Does it fail for every input or just specific strings? The problem may not be with the query, but with the input. If there is an odd number of backslashes, Oracle may try to escape something that shouldn't need an escape.

For example, this works because it's escaping the '%':

select * from dual  where 'test' like '%'||'\'||'%' escape '\';

But this fails because it's trying to escape 'a', which doesn't need escaping:

select * from dual  where 'test' like '%'||'\a'||'%' escape '\';

Can you modify the string before it's passed to the function and fix odd backslashes?

jonearles
It doesn't look like it's getting as far as the someText string.

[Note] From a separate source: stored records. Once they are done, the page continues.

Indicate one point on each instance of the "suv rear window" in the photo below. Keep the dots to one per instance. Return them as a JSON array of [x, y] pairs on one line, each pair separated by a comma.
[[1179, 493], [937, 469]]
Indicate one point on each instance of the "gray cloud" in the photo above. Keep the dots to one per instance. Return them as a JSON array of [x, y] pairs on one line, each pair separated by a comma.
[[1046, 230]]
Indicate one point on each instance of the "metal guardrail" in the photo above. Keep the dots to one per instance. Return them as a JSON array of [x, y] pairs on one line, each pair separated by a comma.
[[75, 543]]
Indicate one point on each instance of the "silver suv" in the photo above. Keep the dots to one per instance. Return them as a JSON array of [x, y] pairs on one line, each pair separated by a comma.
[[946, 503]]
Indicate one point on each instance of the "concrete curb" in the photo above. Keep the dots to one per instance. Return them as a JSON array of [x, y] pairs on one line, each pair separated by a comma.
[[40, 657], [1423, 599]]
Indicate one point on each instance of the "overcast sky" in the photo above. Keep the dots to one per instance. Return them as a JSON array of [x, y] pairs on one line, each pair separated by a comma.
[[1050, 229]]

The error (particularly the empty `''`) suggests the backslash is being treated as an escape character already and is being lost before the query itself is parsed.
Alex Poole
I think you're right. I just noticed my code generates ORA-01424, not ORA-01425.
jonearles
Thank you jonearles for the suggestion! However, it was a nvarchar2 field issue only. select * from dual where 'dummy' like '%' escape '\';works on both because the field ‘dummy’ is varchar2.
naruu
A: 

In case anyone stops by with the same problem... My issue was that I was dealing with “NVARCHAR2” fields. I received help with this issue in the oracle forums :)

This query: select * from dual where 'dummy' like '%' escape '\';

works on both because the field ‘dummy’ is varchar2. If it were nvarchar2, the part of the query that could (only possibly!) cause problems would be the “escape '\'” part (my oracle 9i wants escape ‘\’, my oracle 10g wants ‘\\’).

To overcome the problem, instead of using the ORM’s autogenerated code, I have written a stored procedure (only when I’m searching for strings), where I handle nvarchar2 fields like this: where TableName.ColumnName like N'%' || ‘someText’ || N'%' escape N'\'

And it’s working fine :)

That doesn’t explain, however, how having the same NVARCHAR2 columns, and the same SQL queries, they were handled differently by the two oracle servers (the 10g express on my local PC and the 9i) – that remains a question. So for anyone running into similar problems, it may be good to know if it’s a nvarchar2 issue (I had no idea it could be a problem), and try working around it.